New Leasing Standard Requires Preparation, Key Decisions to Avoid Compliance Issues

By the end of next year, lease expenses will become a much more important consideration for American businesses, in the wake of recently-issued standard by the Financial Accounting Standards Board (FASB) that will require both public and private companies to show those obligations on their balance sheets.

 

As far back as 2005, financial regulators had pegged leases as an area for review, since widespread off-balance sheet accounting treatment for such transactions may not have provided enough transparency about these obligations. Under Topic 842 (Leases), organizations that lease assets (or “lessees”) must soon recognize on the balance sheet “assets and liabilities for the rights and obligations” created by those agreements. This “right of use” model will also compel lessees to recognize all lease-related assets and liabilities for terms exceeding 12 months.

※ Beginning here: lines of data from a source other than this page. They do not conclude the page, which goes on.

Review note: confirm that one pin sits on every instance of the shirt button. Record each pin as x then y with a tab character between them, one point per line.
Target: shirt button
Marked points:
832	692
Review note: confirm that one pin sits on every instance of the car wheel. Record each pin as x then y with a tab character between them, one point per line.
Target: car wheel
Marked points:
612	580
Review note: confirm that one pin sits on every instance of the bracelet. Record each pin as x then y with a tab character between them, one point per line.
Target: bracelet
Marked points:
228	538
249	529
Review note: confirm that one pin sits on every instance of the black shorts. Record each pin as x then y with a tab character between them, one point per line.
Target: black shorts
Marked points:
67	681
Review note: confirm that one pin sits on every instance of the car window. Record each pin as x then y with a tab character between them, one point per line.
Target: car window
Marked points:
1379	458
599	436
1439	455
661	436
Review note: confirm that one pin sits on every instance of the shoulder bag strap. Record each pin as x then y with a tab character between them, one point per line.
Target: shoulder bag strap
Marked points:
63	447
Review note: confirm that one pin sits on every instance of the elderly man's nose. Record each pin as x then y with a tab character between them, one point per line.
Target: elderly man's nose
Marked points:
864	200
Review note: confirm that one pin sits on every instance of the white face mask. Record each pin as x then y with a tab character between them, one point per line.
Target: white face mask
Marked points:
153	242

Finally, while current Generally Accepted Accounting Principles (GAAP) require only capital lease recognition on a balance sheet, the new standard will add finance and operating leases to that recognition list.

 

Public companies will need to comply with the new lease accounting standard starting in fiscal years (and interim periods) that commence after December 15, 2018. For private companies and other organizations, the standard becomes effective in fiscal years that start after December 15, 2019, or interim periods within the fiscal year that begin after December 15, 2020.

 

Beware of Potential Trouble Spots

While the new lease standard was issued in early 2016, a recent industry survey showed that only 20 percent of companies had begun preparing for the transition. Clearly, delays may not be a big deal for some industries with relatively simple agreements or minimal lease exposure. On the other hand, other sectors with complicated lease arrangements – such as banking, restaurant chains, retailers, supermarket chains and telecommunications firms – would be wise to tackle their due diligence now rather than deal with significant accounting problems after the standard takes effect. This is even more important for multinational companies with high lease exposure, since there are slight compliance variations between the U.S. GAAP and International Financial Reporting Standards (IFRS).